Nissan is sharpening its oversight of affiliated transmission supplier Jatco Ltd. in the wake of quality and customer satisfaction problems that have pinched the automaker’s profits.
Launch-related glitches hampered Nissan as it rolled out a string of new models last year with Jatco continuously variable transmissions. Nissan also is expanding and adding plants around the world, and Jatco is hustling to keep pace.
Nissan CEO Carlos Ghosn says his team will be watching Jatco more closely. In an unusual step, Ghosn this year singled out Jatco by requiring it to explain how it will ensure customer satisfaction on any new technology it introduces.
“Every time you launch a new CVT you always have some risks,” Ghosn said in an interview at his Yokohama, Japan, headquarters last month. “So we now have a process by which, before we launch any new CVT, they come before the Nissan executive committee to explain all the measures they have taken to make sure there are no surprises.”
Next month Nissan will dispatch its most senior North American manufacturing and supply chain executive, Bill Krueger, to Jatco, in which Nissan has a 75 percent stake. He will become executive vice president overseeing the Americas region and chairman of its operations in the United States and Mexico. His predecessor, Tomoyoshi Sato, will return to Japan for a new assignment. Another problem has been customer perception. According to Jatco CEO Takashi Hata, some Nissan owners are not yet comfortable with the way Jatco’s fuel-efficient continuously variable transmissions operate. Nissan’s entire small-car strategy is based on Jatco’s CVTs, and most Nissan vehicles now have one.
Jatco’s innovations in CVT performance in friction reduction and operating efficiency have helped Nissan cars rise to the top or near the top in fuel economy in their segments. CVTs are the standard nonmanual transmission for every car and crossover in the Nissan-brand line, except for the electric Leaf and low-volume 370Z and GT-R sports cars.
Nissan dealers have gotten customer complaints and service visits because of unfamiliarity with CVT behavior. Because CVTs have no fixed gears, drivers do not experience the gear-by-gear stepping-up sensation of traditional automatic transmissions — only a smooth and steady increase in engine revolutions. To an uninitiated driver, the transmission could sound like it is stuck in a single gear.
Jatco itself now plans to work with U.S. car dealers to provide more information about CVTs and gather more customer feedback about its transmissions, Hata says. Last month, Ghosn labeled Jatco one of several “head winds” that are slowing down his aggressive global business plan to achieve an 8 percent operating profit by March 2017.

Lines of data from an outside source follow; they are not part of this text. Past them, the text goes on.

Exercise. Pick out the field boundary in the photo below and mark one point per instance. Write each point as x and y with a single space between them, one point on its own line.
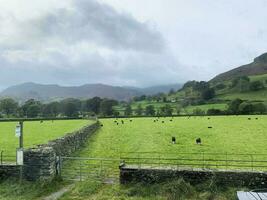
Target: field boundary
42 162
130 174
210 161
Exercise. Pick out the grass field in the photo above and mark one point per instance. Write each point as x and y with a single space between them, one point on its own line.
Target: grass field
35 133
229 134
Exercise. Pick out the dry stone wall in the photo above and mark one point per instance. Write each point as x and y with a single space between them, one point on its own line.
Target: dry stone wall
223 177
42 162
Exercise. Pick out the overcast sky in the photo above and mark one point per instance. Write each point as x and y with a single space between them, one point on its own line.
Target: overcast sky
127 42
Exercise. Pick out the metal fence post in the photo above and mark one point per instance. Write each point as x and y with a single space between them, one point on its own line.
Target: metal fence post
203 160
80 170
2 157
252 162
226 160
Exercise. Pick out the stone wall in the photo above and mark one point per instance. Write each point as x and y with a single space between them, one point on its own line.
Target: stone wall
225 177
9 171
42 162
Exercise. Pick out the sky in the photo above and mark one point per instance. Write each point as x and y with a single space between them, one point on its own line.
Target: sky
127 42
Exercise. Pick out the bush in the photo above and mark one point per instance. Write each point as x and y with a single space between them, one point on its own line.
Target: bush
259 108
256 86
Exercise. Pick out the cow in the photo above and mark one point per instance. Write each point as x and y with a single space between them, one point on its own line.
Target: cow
173 140
198 141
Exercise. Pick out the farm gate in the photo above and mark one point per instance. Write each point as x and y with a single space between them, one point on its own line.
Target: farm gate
82 168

Ghosn said expensive problems with Jatco had cut into the company’s profits last year. He later clarified that he had not meant formal recalls, but customer service issues related to the transmissions.
David Reuter, a Nissan North America spokesman, said the issues were associated with a flurry of new-vehicle launches in 2012. “They’re in the past and behind us now,” Reuter said.
Krueger, a one-time Toyota manager, helped Nissan bounce back from a rash of quality glitches in 2006 arising from the rapid launch of Nissan’s assembly plant in Canton, Miss. This time he will be helping Nissan monitor quality from the supplier side of the aisle.